I have to draw a visual representation of Pythagorean theorem. I had the initial approach of drawing the triangle in the middle and then work my way up by handling the squares. But it seems to much brute-force work. So is there any easy way to do this which could mean avoiding the brute-force approach ? (maybe with some library). Some sort of explanation or useful hint would suffice.

Answer 1

This is really just for fun and no competitor to Alain Matthes nice macros and routines. However, it is not too difficult to let TikZ draw squares above/below a given line such that this line becomes one edge of the square.

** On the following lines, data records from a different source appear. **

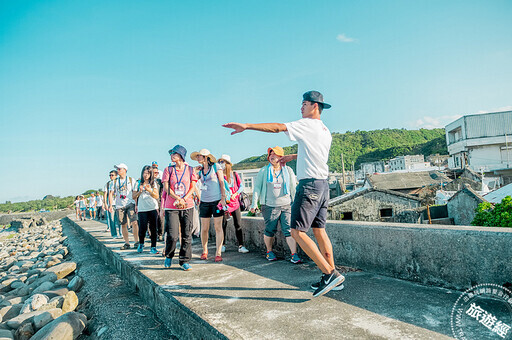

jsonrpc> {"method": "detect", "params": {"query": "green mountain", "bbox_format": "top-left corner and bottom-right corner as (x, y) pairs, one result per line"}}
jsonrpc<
(233, 128), (447, 171)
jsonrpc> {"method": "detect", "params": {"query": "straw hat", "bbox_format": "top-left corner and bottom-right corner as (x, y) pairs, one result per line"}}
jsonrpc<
(218, 154), (232, 165)
(190, 148), (217, 163)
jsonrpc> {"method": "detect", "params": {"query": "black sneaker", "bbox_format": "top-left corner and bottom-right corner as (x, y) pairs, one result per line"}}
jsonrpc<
(312, 270), (345, 298)
(120, 243), (131, 250)
(311, 281), (344, 291)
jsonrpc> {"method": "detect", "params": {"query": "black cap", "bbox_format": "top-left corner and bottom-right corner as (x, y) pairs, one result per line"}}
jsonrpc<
(302, 90), (331, 109)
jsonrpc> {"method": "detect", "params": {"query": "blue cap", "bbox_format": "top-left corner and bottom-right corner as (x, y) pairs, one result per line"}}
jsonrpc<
(168, 145), (187, 161)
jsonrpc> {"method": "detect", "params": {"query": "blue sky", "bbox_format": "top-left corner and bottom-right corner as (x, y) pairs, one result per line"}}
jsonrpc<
(1, 0), (511, 202)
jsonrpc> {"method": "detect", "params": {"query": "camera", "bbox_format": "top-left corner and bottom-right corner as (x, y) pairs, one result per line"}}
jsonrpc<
(120, 195), (126, 199)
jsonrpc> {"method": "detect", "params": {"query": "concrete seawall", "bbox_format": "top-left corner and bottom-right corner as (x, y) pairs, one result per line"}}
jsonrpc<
(236, 217), (512, 290)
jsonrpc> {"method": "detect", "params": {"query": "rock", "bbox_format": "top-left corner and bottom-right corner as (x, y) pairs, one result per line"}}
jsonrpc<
(9, 281), (25, 290)
(6, 286), (29, 298)
(61, 291), (78, 314)
(30, 312), (87, 340)
(54, 279), (68, 286)
(28, 273), (57, 290)
(32, 308), (62, 330)
(4, 297), (24, 306)
(0, 329), (13, 340)
(14, 320), (34, 340)
(5, 310), (48, 329)
(41, 287), (69, 299)
(31, 281), (54, 295)
(67, 276), (83, 293)
(0, 278), (16, 293)
(44, 262), (76, 280)
(20, 294), (49, 314)
(38, 296), (64, 311)
(45, 260), (60, 268)
(0, 304), (22, 322)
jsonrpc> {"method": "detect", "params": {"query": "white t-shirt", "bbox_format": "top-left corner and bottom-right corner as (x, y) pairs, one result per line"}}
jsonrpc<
(114, 176), (136, 208)
(136, 181), (160, 212)
(95, 195), (104, 207)
(284, 118), (331, 180)
(88, 197), (96, 207)
(104, 180), (116, 207)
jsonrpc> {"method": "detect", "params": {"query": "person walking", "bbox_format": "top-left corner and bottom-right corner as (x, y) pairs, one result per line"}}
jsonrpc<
(110, 163), (139, 250)
(161, 145), (197, 270)
(73, 196), (80, 220)
(133, 165), (160, 254)
(104, 170), (120, 238)
(88, 193), (97, 219)
(217, 154), (249, 254)
(223, 90), (344, 297)
(95, 191), (104, 220)
(191, 149), (227, 262)
(152, 165), (164, 241)
(250, 146), (302, 264)
(78, 195), (87, 221)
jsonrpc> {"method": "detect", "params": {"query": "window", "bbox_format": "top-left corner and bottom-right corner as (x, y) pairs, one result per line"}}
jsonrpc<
(243, 177), (253, 189)
(341, 212), (353, 220)
(380, 208), (393, 217)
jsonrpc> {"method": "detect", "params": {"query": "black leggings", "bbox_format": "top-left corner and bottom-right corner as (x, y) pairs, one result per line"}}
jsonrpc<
(138, 210), (158, 247)
(164, 208), (193, 265)
(222, 207), (244, 246)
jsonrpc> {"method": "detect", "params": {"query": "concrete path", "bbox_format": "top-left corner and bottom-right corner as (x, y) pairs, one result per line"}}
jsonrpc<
(67, 216), (459, 339)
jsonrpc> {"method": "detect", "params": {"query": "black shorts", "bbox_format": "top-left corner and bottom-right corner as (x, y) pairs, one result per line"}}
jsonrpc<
(291, 179), (329, 232)
(199, 200), (223, 218)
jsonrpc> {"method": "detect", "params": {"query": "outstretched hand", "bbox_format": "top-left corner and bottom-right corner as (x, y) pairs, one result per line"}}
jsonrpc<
(279, 154), (296, 166)
(222, 122), (247, 135)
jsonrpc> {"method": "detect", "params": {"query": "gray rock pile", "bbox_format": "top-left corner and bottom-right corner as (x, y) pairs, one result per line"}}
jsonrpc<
(0, 220), (87, 340)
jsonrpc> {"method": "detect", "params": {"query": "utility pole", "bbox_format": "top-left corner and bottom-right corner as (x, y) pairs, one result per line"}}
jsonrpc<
(506, 133), (510, 168)
(341, 153), (346, 192)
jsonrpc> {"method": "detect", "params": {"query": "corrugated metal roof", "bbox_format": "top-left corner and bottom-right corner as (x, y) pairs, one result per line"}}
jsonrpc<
(464, 111), (512, 139)
(367, 170), (451, 190)
(483, 183), (512, 204)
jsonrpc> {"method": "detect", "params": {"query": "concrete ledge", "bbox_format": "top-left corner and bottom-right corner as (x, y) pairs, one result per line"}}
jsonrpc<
(238, 217), (512, 290)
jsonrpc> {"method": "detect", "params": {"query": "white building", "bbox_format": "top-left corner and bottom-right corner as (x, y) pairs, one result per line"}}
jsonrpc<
(388, 155), (428, 172)
(234, 168), (260, 194)
(445, 110), (512, 172)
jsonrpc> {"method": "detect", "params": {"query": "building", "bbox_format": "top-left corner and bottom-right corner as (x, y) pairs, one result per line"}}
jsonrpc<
(388, 155), (429, 172)
(235, 168), (261, 195)
(447, 184), (486, 226)
(426, 154), (449, 168)
(364, 170), (451, 195)
(483, 183), (512, 204)
(359, 161), (386, 178)
(328, 187), (421, 222)
(445, 111), (512, 173)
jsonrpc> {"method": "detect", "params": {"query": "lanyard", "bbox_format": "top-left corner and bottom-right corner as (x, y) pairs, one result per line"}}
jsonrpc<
(173, 166), (187, 187)
(273, 168), (283, 181)
(118, 177), (128, 191)
(201, 165), (212, 182)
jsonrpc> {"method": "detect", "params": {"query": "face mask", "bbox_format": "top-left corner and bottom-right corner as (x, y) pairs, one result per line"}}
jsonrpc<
(219, 163), (226, 170)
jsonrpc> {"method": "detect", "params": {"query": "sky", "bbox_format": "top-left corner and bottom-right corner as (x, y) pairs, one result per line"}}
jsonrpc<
(1, 0), (511, 202)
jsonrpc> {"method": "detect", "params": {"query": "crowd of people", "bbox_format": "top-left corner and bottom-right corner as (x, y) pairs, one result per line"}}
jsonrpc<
(73, 90), (345, 297)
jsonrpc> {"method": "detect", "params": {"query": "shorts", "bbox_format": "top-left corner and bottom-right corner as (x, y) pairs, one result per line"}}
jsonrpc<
(80, 207), (86, 211)
(199, 200), (223, 218)
(116, 203), (138, 225)
(88, 207), (95, 211)
(291, 179), (329, 232)
(261, 205), (291, 238)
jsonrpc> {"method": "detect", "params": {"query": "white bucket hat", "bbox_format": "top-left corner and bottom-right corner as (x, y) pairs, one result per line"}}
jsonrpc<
(218, 154), (232, 165)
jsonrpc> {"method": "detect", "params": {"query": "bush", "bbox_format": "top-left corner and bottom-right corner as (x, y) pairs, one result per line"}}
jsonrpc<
(472, 196), (512, 227)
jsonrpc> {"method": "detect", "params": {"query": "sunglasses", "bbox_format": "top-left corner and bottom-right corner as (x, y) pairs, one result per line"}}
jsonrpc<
(218, 161), (225, 164)
(109, 174), (116, 177)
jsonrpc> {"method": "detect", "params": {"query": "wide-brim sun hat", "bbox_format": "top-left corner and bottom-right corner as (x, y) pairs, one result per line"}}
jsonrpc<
(114, 163), (128, 171)
(218, 154), (232, 165)
(190, 149), (217, 163)
(303, 90), (331, 109)
(267, 146), (285, 158)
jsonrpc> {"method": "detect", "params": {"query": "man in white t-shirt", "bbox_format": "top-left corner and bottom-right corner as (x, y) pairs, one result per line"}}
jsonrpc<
(109, 163), (139, 250)
(223, 90), (344, 298)
(88, 193), (97, 219)
(104, 170), (120, 238)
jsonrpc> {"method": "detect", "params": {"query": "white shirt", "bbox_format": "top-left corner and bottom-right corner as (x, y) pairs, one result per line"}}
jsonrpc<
(95, 195), (104, 207)
(88, 197), (96, 207)
(114, 176), (136, 208)
(137, 181), (160, 212)
(284, 118), (331, 180)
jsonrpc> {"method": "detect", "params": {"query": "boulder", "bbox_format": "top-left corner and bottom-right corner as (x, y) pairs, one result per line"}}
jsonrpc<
(38, 296), (64, 311)
(67, 276), (83, 292)
(30, 312), (87, 340)
(54, 279), (68, 286)
(5, 310), (48, 329)
(31, 281), (54, 295)
(0, 329), (13, 340)
(0, 304), (22, 322)
(44, 262), (76, 280)
(20, 294), (49, 314)
(61, 291), (78, 314)
(14, 320), (34, 340)
(28, 273), (57, 290)
(32, 308), (62, 330)
(41, 287), (69, 299)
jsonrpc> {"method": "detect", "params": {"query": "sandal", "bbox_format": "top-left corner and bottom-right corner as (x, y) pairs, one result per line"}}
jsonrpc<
(215, 256), (222, 262)
(200, 253), (208, 260)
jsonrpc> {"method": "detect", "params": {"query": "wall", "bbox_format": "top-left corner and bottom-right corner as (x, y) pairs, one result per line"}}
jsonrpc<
(447, 192), (482, 226)
(328, 190), (420, 221)
(0, 209), (73, 225)
(232, 217), (512, 290)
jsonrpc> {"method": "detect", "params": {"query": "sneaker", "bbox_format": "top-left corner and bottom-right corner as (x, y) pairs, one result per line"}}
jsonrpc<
(312, 270), (345, 298)
(310, 281), (345, 291)
(200, 253), (208, 260)
(120, 243), (130, 250)
(290, 253), (302, 264)
(221, 245), (226, 253)
(150, 247), (158, 254)
(266, 251), (277, 261)
(164, 258), (172, 268)
(238, 246), (249, 253)
(137, 244), (143, 253)
(215, 256), (223, 262)
(181, 263), (192, 271)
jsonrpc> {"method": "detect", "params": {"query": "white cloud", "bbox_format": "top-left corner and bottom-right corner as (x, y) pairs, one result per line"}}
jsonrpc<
(336, 34), (355, 43)
(412, 115), (462, 129)
(477, 106), (512, 114)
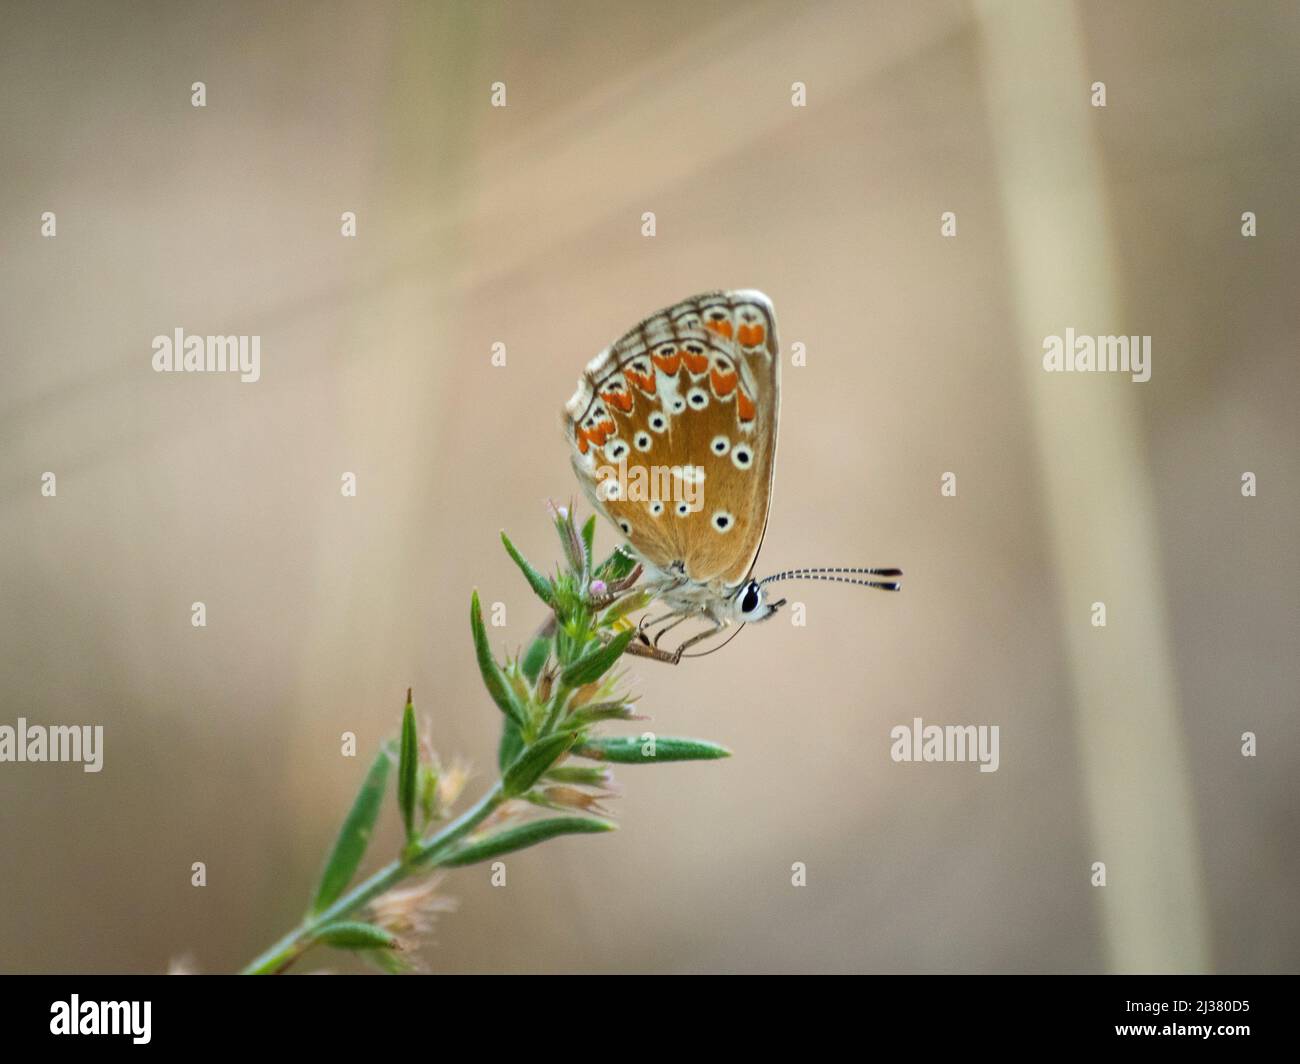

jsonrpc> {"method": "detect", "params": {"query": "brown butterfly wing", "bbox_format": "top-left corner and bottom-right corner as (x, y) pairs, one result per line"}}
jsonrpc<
(564, 290), (779, 589)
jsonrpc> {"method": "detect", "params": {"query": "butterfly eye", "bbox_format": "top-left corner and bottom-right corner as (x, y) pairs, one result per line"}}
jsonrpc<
(648, 412), (668, 432)
(606, 440), (630, 461)
(711, 511), (734, 533)
(634, 431), (652, 451)
(732, 445), (753, 469)
(618, 519), (632, 535)
(738, 580), (763, 617)
(670, 397), (686, 413)
(711, 435), (730, 455)
(649, 500), (664, 517)
(687, 387), (709, 409)
(675, 502), (691, 517)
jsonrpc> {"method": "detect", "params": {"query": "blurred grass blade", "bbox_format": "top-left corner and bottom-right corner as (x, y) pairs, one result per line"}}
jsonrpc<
(398, 691), (418, 843)
(561, 628), (636, 687)
(316, 921), (400, 952)
(501, 531), (555, 607)
(436, 816), (615, 867)
(502, 732), (577, 797)
(309, 749), (390, 915)
(471, 590), (527, 727)
(575, 736), (732, 763)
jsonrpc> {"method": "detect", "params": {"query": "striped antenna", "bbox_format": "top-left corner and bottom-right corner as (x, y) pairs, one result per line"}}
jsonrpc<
(758, 566), (902, 592)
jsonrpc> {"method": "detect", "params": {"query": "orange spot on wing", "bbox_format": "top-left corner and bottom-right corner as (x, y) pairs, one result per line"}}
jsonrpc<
(705, 319), (733, 339)
(710, 368), (737, 397)
(652, 351), (681, 375)
(737, 323), (765, 348)
(624, 367), (657, 394)
(682, 349), (709, 375)
(602, 389), (633, 413)
(737, 390), (756, 422)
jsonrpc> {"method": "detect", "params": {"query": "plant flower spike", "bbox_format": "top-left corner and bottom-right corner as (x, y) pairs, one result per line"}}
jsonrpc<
(241, 504), (730, 975)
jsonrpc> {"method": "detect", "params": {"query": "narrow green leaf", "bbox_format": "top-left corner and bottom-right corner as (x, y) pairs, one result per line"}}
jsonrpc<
(398, 693), (418, 843)
(418, 764), (439, 825)
(550, 503), (587, 575)
(309, 750), (390, 915)
(567, 700), (638, 727)
(363, 947), (410, 974)
(521, 635), (550, 684)
(561, 627), (636, 687)
(580, 514), (596, 583)
(601, 587), (653, 623)
(497, 716), (525, 772)
(436, 817), (615, 867)
(500, 532), (555, 606)
(502, 732), (577, 797)
(544, 764), (613, 786)
(471, 590), (527, 727)
(575, 735), (732, 763)
(595, 545), (637, 582)
(316, 921), (400, 952)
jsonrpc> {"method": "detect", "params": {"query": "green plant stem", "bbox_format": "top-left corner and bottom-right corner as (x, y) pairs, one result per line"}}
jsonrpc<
(241, 783), (505, 975)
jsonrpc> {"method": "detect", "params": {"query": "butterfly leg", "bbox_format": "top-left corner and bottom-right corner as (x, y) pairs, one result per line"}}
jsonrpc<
(636, 610), (679, 637)
(622, 619), (728, 665)
(665, 621), (730, 661)
(622, 638), (683, 665)
(650, 613), (693, 649)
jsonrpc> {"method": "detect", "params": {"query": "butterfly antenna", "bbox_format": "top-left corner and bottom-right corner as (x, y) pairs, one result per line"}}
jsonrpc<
(758, 566), (902, 592)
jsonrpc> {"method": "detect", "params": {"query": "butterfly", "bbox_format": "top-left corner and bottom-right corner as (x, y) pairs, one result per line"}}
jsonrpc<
(563, 289), (900, 663)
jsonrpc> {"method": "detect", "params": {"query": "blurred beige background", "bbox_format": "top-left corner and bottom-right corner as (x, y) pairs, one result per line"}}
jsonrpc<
(1, 0), (1296, 973)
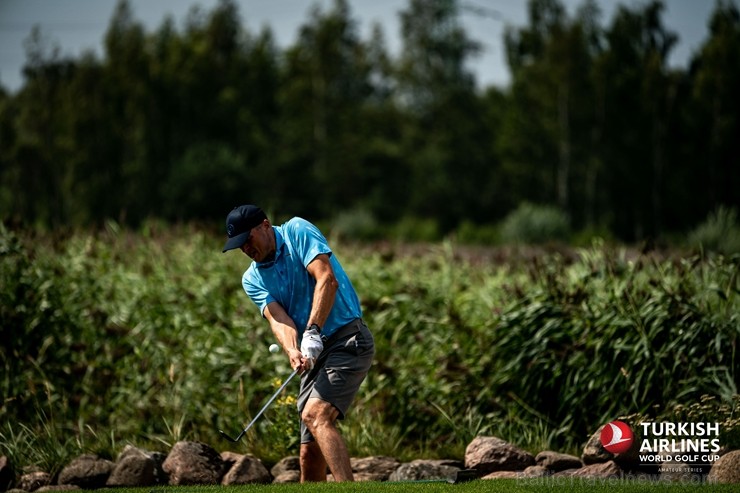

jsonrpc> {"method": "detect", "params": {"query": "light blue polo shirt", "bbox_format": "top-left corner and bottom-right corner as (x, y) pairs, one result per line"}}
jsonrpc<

\documentclass[tikz,border=3.14mm]{standalone}
\usetikzlibrary{calc,positioning}
\begin{document}
\tikzset{square/.style={minimum size=#1,draw},
measureme/.style={execute at begin to={
\path let \p1=($ (\tikztostart) - (\tikztotarget) $),\n1={veclen(\x1,\y1)}
in \pgfextra{\xdef#1{\n1}};}}}
\begin{tikzpicture}
\draw[measureme=\mylen](0,0) 
to node[midway,sloped,above,square=\mylen,fill=blue!20]{\xdef\mylenC{\mylen}} node[midway,left=3pt]{$c$} (2,4)
to node[midway,sloped,above,square=\mylen,fill=red!20]{\xdef\mylenB{\mylen}} node[midway,right=3pt]{$b$} (2,0) 
to node[midway,sloped,below,square=\mylen,fill=purple!20]{\xdef\mylenA{\mylen}} node[midway,below=3pt]{$a$} (0,0);
\begin{scope}[yshift=-5cm]
 \node[square=\mylenB,fill=red!20](B) {$b^2$};
 \node[left=2pt of B] (plus) {$+$};
 \node[left=2pt of plus,square=\mylenA,fill=purple!20](A) {$a^2$};
 \node[right=2pt of B] (eq) {$=$};
 \node[right=2pt of eq,square=\mylenC,fill=blue!20](C) {$c^2$};
\end{scope}
\end{tikzpicture}
\end{document}

EDIT: Made the node labels upright and added the Pythagoras relation.

EXPLANATION: The measureme style makes TikZ measure the length of the edges (and store the result in a macro, which is called \mylen in the example). The square style produces a, well, square, which is placed in the middle of a given edge such that it coincides with the edge.